Ki Ageng Penjawi bersama Pemanahan dan Jurumertani ketika masih muda, pemah berguru kepada Ki Ageng Sela. Mereka bertiga disebut tiga serangkai, yang masih keturunan Raja Brawijaya V atau Prabu Kertabumi yang bertahta pada tahun l468 – l478 M.

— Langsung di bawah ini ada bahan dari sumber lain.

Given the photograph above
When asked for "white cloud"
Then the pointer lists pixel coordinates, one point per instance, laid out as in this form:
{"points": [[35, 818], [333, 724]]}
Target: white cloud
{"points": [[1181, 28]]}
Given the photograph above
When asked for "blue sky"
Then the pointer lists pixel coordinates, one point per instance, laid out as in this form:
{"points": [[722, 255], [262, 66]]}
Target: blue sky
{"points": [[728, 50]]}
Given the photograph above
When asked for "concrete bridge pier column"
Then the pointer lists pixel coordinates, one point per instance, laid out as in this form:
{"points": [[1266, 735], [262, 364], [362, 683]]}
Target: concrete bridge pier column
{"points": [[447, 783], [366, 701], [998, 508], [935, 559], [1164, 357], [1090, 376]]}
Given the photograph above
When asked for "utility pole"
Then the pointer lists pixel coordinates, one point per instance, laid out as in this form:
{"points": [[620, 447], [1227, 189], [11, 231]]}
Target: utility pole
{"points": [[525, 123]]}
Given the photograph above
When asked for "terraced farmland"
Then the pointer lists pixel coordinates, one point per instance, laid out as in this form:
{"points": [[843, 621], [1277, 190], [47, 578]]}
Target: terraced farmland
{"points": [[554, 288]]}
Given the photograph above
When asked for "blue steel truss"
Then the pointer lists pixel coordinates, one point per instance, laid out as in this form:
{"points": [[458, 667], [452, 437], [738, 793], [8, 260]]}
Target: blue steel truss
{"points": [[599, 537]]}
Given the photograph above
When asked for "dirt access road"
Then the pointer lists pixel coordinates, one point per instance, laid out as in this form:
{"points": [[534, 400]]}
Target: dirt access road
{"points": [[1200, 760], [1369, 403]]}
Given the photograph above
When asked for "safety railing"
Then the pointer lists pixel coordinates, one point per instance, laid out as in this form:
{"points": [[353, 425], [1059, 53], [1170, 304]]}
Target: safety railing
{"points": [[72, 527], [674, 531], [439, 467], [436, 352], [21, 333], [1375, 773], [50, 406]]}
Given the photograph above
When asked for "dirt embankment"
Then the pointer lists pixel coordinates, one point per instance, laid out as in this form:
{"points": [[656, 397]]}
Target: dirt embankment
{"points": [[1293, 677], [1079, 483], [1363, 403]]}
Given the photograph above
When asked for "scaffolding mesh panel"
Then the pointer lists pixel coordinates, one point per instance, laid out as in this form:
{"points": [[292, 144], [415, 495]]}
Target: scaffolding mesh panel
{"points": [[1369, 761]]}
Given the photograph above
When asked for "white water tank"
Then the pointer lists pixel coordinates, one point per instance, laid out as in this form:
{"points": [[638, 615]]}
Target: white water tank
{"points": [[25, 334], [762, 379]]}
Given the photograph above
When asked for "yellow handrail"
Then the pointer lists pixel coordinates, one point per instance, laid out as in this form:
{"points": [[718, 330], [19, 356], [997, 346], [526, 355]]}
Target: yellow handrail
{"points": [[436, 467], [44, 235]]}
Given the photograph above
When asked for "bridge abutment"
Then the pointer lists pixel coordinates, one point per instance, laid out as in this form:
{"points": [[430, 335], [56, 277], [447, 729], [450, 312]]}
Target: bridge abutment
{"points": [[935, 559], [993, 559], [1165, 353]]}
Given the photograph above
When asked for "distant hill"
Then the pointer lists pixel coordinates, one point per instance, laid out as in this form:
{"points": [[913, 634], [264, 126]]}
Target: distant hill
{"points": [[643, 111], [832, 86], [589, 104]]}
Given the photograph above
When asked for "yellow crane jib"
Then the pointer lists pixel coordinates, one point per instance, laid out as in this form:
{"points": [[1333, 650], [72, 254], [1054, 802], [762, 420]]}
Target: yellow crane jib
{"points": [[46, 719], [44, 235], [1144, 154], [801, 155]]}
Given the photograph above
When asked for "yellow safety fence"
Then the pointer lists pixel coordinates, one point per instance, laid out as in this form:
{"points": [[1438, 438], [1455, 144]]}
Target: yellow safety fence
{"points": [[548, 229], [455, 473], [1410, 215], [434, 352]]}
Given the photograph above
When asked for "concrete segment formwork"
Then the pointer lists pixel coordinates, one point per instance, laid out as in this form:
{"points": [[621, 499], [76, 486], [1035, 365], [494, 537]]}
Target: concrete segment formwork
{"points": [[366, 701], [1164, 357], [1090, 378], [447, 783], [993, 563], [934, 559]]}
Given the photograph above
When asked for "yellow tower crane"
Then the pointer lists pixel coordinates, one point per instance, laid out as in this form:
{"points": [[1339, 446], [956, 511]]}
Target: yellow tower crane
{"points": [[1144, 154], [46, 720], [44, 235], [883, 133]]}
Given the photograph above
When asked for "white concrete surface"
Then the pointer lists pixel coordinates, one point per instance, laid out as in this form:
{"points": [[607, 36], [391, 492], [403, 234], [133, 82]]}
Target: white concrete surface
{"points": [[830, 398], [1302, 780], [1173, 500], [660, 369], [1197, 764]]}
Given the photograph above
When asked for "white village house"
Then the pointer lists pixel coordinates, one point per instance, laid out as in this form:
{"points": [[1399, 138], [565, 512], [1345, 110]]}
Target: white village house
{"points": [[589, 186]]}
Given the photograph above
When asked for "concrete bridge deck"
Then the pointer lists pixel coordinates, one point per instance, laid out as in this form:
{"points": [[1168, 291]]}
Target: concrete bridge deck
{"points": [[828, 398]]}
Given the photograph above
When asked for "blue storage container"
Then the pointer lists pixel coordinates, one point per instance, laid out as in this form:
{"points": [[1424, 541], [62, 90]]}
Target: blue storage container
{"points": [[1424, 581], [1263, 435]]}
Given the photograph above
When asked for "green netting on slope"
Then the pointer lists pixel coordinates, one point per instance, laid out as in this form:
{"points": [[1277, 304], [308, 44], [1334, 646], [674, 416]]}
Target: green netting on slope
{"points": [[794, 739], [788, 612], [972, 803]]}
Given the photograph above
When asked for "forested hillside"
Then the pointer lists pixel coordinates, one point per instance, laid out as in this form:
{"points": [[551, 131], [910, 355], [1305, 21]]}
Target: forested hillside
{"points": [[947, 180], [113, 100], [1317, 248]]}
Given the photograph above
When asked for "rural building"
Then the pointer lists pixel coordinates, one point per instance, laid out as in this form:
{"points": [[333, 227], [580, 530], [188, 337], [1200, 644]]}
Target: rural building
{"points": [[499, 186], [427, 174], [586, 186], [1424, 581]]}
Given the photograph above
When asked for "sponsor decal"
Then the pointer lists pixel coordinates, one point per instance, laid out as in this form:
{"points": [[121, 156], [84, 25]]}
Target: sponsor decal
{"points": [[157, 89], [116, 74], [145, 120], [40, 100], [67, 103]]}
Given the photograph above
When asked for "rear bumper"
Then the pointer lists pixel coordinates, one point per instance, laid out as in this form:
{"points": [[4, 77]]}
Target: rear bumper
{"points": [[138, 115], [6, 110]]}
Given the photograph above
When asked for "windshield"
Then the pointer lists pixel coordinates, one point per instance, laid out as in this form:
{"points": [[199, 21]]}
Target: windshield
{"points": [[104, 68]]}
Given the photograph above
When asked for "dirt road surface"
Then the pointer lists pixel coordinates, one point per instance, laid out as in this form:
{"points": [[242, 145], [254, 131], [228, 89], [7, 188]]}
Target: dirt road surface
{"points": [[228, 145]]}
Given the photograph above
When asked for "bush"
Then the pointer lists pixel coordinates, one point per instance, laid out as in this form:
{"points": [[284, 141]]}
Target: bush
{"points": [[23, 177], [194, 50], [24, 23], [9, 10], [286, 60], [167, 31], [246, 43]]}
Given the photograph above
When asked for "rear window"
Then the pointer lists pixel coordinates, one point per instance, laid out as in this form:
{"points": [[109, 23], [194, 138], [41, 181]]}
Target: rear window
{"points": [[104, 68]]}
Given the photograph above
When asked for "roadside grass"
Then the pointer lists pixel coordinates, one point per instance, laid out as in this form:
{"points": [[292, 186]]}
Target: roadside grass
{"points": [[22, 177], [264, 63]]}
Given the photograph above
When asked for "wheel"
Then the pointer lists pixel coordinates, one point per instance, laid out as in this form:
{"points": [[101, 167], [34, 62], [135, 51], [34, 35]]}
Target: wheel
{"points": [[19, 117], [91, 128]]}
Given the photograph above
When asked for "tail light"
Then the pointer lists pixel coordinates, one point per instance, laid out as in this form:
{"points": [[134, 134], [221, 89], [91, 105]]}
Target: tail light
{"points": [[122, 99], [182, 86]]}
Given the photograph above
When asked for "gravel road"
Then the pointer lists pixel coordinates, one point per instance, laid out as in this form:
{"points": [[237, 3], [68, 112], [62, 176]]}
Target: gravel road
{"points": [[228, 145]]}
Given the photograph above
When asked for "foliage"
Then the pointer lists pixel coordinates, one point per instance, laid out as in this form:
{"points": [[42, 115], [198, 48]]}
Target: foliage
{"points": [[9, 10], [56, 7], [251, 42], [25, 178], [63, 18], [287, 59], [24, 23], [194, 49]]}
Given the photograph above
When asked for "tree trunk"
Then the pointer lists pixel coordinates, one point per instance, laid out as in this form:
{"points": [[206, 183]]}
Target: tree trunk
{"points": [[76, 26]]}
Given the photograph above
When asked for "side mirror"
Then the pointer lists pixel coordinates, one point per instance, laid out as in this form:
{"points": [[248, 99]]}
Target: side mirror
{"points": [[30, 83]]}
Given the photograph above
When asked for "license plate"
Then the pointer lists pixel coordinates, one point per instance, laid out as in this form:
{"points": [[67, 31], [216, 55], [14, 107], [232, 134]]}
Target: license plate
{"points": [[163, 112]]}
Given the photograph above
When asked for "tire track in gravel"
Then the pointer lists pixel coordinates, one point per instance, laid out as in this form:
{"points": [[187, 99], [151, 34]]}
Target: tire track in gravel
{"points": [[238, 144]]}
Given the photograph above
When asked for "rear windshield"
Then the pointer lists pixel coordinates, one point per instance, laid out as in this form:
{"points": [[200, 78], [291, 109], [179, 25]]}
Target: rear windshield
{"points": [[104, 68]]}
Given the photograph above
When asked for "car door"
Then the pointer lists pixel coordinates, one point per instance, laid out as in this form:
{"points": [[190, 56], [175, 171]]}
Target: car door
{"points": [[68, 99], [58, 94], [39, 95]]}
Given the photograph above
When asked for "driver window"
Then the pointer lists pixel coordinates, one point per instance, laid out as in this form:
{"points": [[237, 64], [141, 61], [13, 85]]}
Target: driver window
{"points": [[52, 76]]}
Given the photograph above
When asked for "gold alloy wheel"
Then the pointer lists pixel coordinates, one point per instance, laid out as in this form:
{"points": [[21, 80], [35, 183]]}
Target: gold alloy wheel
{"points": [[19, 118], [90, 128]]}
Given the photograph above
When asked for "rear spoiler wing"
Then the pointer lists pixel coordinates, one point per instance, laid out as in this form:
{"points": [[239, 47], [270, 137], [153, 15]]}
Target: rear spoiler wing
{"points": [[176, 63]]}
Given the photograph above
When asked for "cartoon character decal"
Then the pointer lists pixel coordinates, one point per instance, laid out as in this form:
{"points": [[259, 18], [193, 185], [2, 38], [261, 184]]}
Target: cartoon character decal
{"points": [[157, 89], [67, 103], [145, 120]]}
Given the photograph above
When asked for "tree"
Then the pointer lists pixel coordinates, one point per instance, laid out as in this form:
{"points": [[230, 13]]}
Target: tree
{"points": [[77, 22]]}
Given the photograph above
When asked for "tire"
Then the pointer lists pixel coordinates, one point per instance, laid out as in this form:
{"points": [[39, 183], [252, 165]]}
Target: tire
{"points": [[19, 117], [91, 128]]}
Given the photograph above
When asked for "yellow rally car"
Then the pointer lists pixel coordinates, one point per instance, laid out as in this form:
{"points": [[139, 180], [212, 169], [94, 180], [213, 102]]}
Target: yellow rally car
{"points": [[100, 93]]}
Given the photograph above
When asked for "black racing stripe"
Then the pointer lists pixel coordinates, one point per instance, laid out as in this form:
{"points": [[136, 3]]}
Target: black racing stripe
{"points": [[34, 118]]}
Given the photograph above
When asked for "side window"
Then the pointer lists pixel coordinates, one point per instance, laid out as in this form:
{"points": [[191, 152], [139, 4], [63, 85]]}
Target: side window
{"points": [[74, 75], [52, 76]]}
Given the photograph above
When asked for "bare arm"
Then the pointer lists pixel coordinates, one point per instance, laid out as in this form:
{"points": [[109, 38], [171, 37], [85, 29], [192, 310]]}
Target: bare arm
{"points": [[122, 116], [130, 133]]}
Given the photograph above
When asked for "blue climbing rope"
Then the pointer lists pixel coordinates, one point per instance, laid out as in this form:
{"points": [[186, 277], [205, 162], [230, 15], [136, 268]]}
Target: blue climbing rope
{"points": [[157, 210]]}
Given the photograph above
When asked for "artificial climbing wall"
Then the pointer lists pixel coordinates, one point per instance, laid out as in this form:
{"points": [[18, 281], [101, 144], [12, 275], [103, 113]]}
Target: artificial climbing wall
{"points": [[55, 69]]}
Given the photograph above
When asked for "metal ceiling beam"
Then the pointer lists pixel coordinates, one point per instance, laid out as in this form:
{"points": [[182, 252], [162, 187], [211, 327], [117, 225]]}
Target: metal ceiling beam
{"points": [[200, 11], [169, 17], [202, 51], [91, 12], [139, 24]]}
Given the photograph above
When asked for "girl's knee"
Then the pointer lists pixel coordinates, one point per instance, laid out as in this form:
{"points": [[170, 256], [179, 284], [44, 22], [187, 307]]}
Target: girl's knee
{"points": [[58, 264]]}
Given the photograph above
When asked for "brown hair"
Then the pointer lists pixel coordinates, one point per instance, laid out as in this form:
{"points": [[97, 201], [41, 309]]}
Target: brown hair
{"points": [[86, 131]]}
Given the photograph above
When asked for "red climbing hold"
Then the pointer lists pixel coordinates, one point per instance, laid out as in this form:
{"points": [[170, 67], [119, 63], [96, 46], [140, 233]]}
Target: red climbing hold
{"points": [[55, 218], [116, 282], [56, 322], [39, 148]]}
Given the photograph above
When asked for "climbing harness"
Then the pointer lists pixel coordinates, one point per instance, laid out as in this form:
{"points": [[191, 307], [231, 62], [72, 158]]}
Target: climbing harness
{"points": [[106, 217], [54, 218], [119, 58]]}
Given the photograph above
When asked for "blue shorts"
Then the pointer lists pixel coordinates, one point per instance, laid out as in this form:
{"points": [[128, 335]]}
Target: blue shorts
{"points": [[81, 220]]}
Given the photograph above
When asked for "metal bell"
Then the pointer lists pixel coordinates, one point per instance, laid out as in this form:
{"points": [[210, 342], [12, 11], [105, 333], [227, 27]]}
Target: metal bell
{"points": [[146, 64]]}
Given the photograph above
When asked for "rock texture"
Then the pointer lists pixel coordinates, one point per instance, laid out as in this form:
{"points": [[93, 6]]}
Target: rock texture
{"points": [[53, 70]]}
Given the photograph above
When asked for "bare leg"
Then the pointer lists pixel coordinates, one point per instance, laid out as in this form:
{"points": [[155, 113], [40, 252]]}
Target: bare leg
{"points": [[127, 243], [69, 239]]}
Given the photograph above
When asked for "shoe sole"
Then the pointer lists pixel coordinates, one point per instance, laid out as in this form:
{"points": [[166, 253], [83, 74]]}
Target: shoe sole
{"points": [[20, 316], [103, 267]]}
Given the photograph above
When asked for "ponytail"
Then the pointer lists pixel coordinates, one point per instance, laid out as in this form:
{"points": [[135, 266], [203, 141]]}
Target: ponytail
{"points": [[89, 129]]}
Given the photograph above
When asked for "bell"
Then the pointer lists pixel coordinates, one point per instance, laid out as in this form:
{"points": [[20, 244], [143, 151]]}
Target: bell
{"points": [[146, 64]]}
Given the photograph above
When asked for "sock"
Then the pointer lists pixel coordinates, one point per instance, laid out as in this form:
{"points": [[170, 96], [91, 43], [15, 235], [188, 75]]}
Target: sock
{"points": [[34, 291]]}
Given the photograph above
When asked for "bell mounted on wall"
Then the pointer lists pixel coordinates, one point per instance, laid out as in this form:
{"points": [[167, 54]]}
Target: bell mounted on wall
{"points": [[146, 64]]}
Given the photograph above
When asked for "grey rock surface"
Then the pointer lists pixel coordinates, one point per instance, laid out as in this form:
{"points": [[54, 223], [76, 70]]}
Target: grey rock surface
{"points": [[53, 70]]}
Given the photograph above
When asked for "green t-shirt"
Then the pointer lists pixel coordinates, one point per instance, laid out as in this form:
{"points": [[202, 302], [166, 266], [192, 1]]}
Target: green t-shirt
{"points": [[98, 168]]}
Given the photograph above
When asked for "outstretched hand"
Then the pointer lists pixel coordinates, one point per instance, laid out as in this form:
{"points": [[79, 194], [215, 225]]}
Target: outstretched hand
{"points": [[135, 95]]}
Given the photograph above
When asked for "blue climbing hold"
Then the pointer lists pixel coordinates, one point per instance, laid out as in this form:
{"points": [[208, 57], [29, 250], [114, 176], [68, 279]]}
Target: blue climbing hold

Silsilah KiAgeng Penjawi adalah sebagai berikut:Raja Brawijaya V berputra Raden Bondan Kejawan. Raden Bondan Kejawan mempunyai tiga putra yang bungsu putri bernama Rara Kasihan diperistri Ki Ageng Ngerang. Pasangan antara Ki Ageng Ngerang dengan Rara Kasihan ini menurunkan dua putra orang yaitu Ki Ageng Ngerang II dan seorang putri (diperistri Ki Ageng Sela).  Ki Ageng Ngerang II mempunyai putra empat yaitu Ki Ageng Ngerang III, Ki Ageng Ngerang IV, Ki Ageng Ngerang V, dan Pangeran Kalijenar. Ki Ageng Ngerang III mempunyai putra bernama Penjawi.
Silsilah Ki Ageng Pemanahan  sebagai berikut : Putra Raden Bondan Kejawan yang nomor dua bernama Ki Ageng Getas Pandawa. Ki Ageng Getas Pandawa berputra  Ki Ageng Sela.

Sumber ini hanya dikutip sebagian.